Minimum Penalty for a Shop

MediumArrays

Find the closing hour that minimizes penalty from a customer log.

Constraints

1 <= length <= 10^5
characters are 'Y' or 'N'

Running penalty delta

Time O(n)Space O(1)

Start with the penalty of closing at hour 0, which is just the total number of 'Y' (all of them are lost). Move the closing time forward one hour at a time: an open 'Y' hour removes one penalty, an open 'N' hour adds one. Track the running penalty and remember the earliest hour with the smallest value.

Key terms

penalty:: Lost customers: 'N' hours while open plus 'Y' hours after closing.
incremental update:: Adjusting the penalty by a small delta as the closing hour advances rather than recomputing.

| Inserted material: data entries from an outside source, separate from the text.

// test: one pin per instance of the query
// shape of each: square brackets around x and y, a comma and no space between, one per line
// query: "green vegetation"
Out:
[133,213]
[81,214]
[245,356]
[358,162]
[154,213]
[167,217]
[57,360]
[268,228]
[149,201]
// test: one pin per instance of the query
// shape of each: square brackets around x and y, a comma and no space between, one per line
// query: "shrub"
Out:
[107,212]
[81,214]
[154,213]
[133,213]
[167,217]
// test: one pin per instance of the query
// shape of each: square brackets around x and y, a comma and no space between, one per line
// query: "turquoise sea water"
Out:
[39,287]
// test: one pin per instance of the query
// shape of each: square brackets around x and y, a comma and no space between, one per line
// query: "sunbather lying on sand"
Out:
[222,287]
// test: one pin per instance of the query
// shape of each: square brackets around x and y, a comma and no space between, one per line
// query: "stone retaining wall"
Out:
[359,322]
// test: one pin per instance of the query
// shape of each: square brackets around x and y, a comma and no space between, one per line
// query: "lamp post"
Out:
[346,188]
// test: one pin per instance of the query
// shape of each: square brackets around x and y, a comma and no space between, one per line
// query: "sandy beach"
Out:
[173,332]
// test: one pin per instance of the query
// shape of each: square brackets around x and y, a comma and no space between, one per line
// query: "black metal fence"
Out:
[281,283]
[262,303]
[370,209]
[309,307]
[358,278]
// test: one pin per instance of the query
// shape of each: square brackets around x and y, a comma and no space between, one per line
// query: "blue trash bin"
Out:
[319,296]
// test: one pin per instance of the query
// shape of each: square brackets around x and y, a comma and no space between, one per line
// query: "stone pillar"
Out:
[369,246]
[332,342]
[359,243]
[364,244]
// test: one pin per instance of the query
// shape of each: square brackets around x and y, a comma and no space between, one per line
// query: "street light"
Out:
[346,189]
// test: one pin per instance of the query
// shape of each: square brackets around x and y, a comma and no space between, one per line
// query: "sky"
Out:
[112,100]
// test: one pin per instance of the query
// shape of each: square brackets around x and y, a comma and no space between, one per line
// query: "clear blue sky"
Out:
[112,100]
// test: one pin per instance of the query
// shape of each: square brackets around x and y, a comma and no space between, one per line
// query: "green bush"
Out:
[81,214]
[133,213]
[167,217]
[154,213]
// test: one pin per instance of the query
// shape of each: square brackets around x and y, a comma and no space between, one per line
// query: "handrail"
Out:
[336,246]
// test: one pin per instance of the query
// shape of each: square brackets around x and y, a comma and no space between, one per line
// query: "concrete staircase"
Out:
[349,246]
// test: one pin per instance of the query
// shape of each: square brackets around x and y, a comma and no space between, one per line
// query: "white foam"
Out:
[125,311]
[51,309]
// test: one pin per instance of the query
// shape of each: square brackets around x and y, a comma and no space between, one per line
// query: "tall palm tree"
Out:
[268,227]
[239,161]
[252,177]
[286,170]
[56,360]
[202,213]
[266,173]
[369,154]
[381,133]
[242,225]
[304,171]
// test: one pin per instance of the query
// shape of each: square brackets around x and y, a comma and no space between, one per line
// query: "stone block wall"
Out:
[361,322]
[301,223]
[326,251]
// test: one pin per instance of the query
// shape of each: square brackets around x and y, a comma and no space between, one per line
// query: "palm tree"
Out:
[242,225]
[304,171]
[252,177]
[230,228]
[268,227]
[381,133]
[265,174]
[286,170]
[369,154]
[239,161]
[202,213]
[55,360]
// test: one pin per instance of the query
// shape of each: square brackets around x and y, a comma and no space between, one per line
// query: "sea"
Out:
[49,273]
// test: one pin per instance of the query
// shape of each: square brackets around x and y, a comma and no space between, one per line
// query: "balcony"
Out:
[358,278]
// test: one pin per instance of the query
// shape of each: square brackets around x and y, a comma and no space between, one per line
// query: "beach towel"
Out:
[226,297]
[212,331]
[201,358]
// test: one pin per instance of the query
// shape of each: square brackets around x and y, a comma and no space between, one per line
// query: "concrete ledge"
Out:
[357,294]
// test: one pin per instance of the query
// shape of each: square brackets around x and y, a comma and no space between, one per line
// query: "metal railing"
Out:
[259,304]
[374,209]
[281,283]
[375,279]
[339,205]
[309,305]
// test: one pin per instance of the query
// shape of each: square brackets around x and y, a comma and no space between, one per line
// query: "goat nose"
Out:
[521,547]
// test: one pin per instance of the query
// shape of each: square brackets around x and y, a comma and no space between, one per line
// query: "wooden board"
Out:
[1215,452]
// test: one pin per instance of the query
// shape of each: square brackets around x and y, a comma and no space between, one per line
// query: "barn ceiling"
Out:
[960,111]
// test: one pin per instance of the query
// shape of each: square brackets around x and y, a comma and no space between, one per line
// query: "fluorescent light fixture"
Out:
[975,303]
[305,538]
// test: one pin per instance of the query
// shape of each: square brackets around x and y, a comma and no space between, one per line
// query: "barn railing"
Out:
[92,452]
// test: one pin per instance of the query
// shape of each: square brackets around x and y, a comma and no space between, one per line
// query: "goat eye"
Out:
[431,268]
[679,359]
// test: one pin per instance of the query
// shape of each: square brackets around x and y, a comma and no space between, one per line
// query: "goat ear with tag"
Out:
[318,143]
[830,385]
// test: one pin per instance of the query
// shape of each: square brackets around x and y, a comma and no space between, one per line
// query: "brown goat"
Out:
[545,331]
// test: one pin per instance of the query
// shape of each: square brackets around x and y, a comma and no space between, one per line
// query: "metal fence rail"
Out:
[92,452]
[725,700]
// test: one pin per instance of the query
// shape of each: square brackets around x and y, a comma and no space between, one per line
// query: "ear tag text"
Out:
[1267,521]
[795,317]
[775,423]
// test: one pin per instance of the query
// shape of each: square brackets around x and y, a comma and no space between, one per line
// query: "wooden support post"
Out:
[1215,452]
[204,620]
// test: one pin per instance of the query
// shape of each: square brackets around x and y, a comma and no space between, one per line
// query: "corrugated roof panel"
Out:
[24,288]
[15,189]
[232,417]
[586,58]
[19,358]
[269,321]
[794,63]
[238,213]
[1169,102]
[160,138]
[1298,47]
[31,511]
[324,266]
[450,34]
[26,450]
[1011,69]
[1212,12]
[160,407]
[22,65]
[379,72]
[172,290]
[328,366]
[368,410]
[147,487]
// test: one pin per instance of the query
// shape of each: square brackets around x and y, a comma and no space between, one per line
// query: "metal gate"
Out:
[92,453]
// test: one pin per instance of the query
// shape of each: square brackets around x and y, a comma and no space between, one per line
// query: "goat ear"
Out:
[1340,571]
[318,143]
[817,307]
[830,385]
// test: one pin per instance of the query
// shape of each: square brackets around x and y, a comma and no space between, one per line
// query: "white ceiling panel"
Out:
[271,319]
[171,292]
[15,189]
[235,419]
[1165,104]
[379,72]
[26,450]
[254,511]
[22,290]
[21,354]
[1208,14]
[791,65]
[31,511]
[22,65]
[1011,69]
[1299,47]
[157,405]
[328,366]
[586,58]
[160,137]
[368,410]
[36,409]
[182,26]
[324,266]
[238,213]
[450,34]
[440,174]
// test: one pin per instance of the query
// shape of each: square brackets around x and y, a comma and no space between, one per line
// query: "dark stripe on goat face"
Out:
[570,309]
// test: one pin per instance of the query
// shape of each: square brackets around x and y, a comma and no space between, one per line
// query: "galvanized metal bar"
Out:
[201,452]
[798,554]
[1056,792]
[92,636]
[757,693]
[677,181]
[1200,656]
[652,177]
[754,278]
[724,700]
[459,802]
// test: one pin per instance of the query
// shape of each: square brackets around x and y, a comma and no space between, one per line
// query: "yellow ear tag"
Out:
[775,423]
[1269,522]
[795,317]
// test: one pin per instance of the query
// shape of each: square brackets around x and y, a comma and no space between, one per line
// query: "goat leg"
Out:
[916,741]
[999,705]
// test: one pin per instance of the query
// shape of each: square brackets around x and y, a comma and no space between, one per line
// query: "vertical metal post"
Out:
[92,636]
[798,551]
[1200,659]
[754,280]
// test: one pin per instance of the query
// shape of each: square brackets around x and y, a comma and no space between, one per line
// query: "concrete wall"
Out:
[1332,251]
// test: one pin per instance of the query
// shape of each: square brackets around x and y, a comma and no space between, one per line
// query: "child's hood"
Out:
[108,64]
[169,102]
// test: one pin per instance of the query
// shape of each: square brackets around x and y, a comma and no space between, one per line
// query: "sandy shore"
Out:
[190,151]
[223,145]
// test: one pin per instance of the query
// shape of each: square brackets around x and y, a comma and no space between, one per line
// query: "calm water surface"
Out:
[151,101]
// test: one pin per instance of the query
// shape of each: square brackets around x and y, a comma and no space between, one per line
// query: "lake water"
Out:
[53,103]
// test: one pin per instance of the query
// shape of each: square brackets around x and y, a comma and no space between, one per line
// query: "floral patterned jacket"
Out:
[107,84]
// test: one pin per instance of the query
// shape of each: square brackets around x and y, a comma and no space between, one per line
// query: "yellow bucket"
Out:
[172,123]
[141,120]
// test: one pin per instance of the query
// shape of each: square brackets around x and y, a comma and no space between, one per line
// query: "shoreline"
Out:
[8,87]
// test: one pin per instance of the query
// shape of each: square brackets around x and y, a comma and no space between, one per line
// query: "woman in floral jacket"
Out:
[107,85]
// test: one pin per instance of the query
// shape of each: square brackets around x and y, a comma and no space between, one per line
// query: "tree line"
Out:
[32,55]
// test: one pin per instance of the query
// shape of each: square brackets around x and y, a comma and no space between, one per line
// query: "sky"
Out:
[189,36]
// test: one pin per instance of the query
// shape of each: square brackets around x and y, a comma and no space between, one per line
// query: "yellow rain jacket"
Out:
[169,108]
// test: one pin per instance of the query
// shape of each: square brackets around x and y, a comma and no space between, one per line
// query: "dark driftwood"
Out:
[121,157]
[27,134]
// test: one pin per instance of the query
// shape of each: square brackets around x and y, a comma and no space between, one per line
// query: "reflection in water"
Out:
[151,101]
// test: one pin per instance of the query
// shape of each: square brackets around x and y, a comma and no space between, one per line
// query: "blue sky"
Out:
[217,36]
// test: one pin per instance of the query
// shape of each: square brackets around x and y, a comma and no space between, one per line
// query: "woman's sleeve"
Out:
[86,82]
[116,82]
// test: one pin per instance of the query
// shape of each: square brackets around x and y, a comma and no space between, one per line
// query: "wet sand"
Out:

int bestClosingTime(const string& customers) {
    int penalty = count(customers.begin(), customers.end(), 'Y');
    int best = penalty, bestHour = 0, cur = penalty;
    for (int j = 0; j < (int)customers.size(); j++) {
        cur += customers[j] == 'Y' ? -1 : 1;
        if (cur < best) { best = cur; bestHour = j + 1; }
    }
    return bestHour;
}

Step by step

Compute the penalty for closing at hour 0 = total count of 'Y'.
For each hour j, update: subtract 1 if customers[j] is 'Y' (now open and served), add 1 if 'N'.
After processing hour j, the running value is the penalty of closing at hour j+1.
Track the minimum penalty and the earliest hour achieving it; return that hour.